There is a Nisa Local, there is chip shop called the Frying Squad. Between the two is the Bernie Cavell Advice Centre. Two boys are doing BMX stunts on the big rock in the centre of the pedestrian precinct which they used to call the Meteorite. She turns left and walks past Franklin Tower, the smell from the bins still rancid in the December chill.

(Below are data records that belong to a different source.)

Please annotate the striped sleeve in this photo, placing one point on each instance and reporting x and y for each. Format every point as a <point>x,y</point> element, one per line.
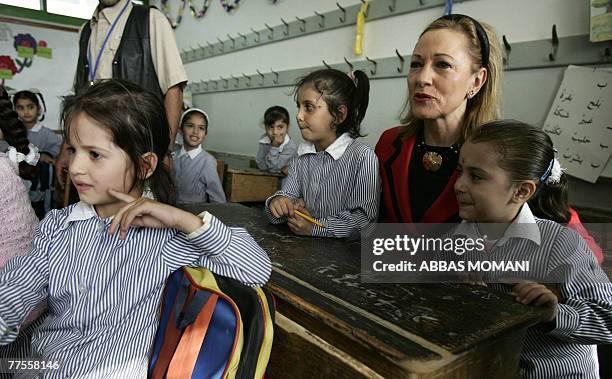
<point>24,281</point>
<point>362,202</point>
<point>291,189</point>
<point>585,309</point>
<point>226,251</point>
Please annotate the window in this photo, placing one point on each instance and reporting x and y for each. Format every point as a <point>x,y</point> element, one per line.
<point>32,4</point>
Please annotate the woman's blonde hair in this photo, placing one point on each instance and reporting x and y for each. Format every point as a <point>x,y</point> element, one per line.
<point>485,105</point>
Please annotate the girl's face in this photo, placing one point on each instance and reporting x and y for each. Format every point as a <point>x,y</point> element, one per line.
<point>277,131</point>
<point>483,189</point>
<point>27,111</point>
<point>97,165</point>
<point>314,119</point>
<point>194,131</point>
<point>441,76</point>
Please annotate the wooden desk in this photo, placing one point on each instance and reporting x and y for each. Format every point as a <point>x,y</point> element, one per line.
<point>248,184</point>
<point>330,325</point>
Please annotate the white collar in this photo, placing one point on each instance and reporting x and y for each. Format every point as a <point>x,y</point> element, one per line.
<point>336,149</point>
<point>81,211</point>
<point>111,13</point>
<point>192,153</point>
<point>266,140</point>
<point>524,226</point>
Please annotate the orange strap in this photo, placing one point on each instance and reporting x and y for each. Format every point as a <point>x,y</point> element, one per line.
<point>171,340</point>
<point>186,354</point>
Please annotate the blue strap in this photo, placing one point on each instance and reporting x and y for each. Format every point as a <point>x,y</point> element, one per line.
<point>92,74</point>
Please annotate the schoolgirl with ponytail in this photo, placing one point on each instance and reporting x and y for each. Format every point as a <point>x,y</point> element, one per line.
<point>101,263</point>
<point>334,179</point>
<point>502,166</point>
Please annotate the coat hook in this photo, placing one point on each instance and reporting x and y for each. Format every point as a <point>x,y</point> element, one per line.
<point>303,26</point>
<point>248,78</point>
<point>263,77</point>
<point>343,17</point>
<point>508,49</point>
<point>366,12</point>
<point>243,39</point>
<point>348,63</point>
<point>222,47</point>
<point>401,67</point>
<point>271,29</point>
<point>275,80</point>
<point>373,72</point>
<point>322,22</point>
<point>233,40</point>
<point>555,44</point>
<point>256,35</point>
<point>237,81</point>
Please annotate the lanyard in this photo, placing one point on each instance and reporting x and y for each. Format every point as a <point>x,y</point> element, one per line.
<point>92,73</point>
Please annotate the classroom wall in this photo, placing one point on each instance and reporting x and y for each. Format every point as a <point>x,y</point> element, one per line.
<point>53,77</point>
<point>236,116</point>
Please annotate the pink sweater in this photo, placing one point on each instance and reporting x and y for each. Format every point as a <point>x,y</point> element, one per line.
<point>17,219</point>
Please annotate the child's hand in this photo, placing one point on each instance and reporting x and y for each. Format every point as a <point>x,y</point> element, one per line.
<point>299,225</point>
<point>152,214</point>
<point>281,206</point>
<point>537,294</point>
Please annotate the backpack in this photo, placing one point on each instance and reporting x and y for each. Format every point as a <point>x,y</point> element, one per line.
<point>212,327</point>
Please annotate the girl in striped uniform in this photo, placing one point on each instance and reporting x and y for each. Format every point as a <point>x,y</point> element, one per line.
<point>334,179</point>
<point>101,264</point>
<point>502,165</point>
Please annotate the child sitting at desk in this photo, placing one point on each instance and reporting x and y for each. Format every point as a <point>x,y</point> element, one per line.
<point>502,165</point>
<point>276,148</point>
<point>333,187</point>
<point>195,170</point>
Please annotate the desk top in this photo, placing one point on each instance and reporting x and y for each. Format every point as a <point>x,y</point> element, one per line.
<point>407,322</point>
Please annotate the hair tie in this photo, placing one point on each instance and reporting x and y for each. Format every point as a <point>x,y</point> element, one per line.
<point>553,172</point>
<point>351,74</point>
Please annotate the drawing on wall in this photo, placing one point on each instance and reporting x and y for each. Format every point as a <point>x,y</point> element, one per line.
<point>580,122</point>
<point>26,48</point>
<point>601,20</point>
<point>25,54</point>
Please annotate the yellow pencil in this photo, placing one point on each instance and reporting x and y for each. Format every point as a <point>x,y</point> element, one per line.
<point>308,218</point>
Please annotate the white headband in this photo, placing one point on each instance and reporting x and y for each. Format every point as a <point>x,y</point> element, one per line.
<point>17,157</point>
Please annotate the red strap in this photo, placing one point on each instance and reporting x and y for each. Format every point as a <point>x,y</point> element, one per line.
<point>186,354</point>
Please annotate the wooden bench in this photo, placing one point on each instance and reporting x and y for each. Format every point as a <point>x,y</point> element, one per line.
<point>331,325</point>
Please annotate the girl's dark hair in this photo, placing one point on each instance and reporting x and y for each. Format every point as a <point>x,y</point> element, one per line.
<point>337,89</point>
<point>137,122</point>
<point>274,114</point>
<point>15,133</point>
<point>526,153</point>
<point>29,95</point>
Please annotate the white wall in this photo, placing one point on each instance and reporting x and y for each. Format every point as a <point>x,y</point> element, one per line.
<point>236,116</point>
<point>238,113</point>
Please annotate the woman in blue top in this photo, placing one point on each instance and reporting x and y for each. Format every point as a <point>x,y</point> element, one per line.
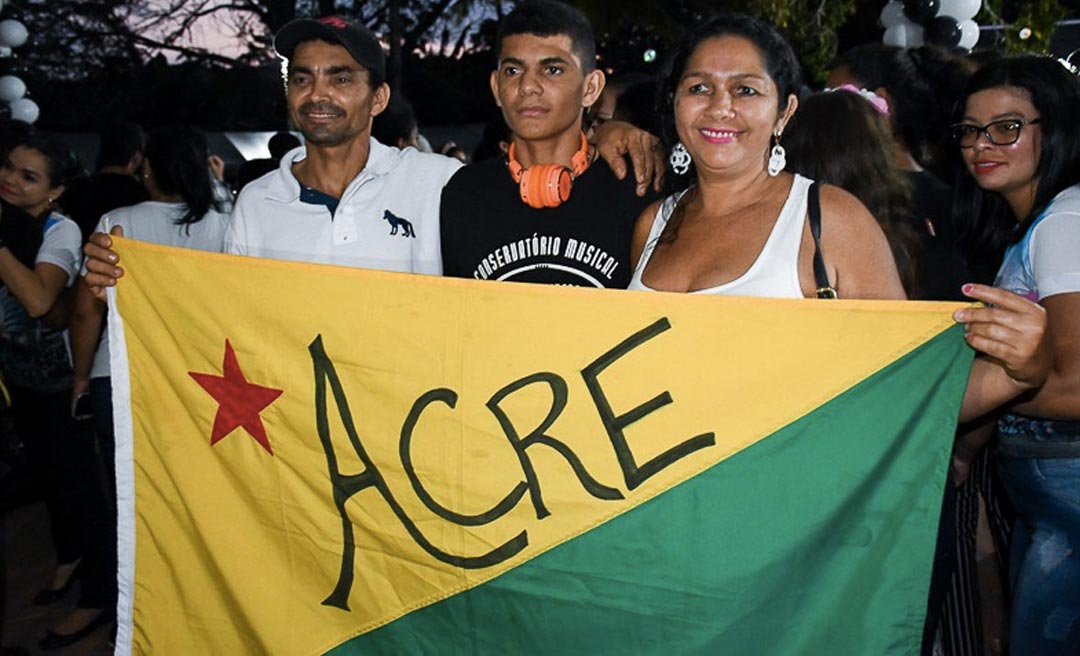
<point>39,258</point>
<point>1020,141</point>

17 Watts Road. A shattered slate lies on the path in front of the house. It’s mid-afternoon but behind the dirty glass all the curtains are closed. The bell isn’t working. She raps the letter box, waits then raps it again but gets no reply. Something passes through her. Despair or relief, she can’t tell. She crouches and looks through the slot. It is dark and cold in the hallway, some faint urinous scent.
“Mum…!” Briefly she is nine again, wearing a green duffel coat and those crappy socks which slid down under your heel inside your Wellingtons. She raps the letter box for a third time. “Hello…?”
She checks that no one is watching then breaks the glass with her elbow, the way it’s done in films. She reaches through the broken pane and feels a shiver of fear that someone or something is going to grab her hand from inside. She slips off the safety chain and turns the latch.
The smell is stronger in the hallway, damp, unclean. There is a fallen pagoda of post on the phone table and grey fluff packs out the angle between the carpet and the skirting board. Here and there wallpaper has come away from the damp plaster. Can she hear something moving upstairs or is it her imagination?
“Mum…?”
The only light in the living room is a thin blade of weak sun that cuts between the curtains. She stops on the threshold. A body is lying on the floor. It is too small to be her mother, the clothes too ragged. She has never seen a corpse before. To her surprise what she feels, mostly, is anger, that someone has been squatting in her mother’s house and that she now has to sort out the resulting mess. She covers her nose and mouth with her sleeve, walks around the room and crouches for a closer look. The woman is older than she expects. She lies on a stained mattress, knotted grey hair, dirty nails, a soiled blue cardigan and a long skirt in heavy green corduroy. Only when she recognises the skirt does she realise that she is looking at her mother.
“Oh Jesus.”
She wants to run away, to pretend that she was never here, that this never happened. But she has to inform the police. She has to ring her sister. She crouches, waiting for her pulse to slow and the dizziness to pass. As she is getting to her feet, however, her mother’s eyes spring open like the wooden eyes of a puppet.
“Holy fuck!” She falls backwards, catching her foot and cracking her head against the fire surround.
“Who are you?” says her mother, panicking, eyes wide.
She can’t speak.
“I haven’t got anything worth stealing.” Her mother stops and narrows her eyes. “Do I know you?”
She has to call an ambulance but her mind has gone blank and she can’t remember the emergency number in the UK.
“It’s Carol, isn’t it?” Her mother grips the arm of the sofa and lifts herself slowly onto her knees. “You’ve changed your hair.” She gathers herself and stands up. “You’re meant to be in America.”
“I thought you were dead.”
“I was asleep.”
“You were on the floor.” The back of her head is throbbing.
“I was on the mattress.”
“It’s the middle of the day.”
“I have trouble with the stairs.”
Dust lies thick on every horizontal surface. The framed Constable poster is propped beneath the rectangle of unbleached wallpaper where it used to hang, the glass cracked across the middle.
“I thought you hated us,” says her mother. “I thought you were going to stay away forever.”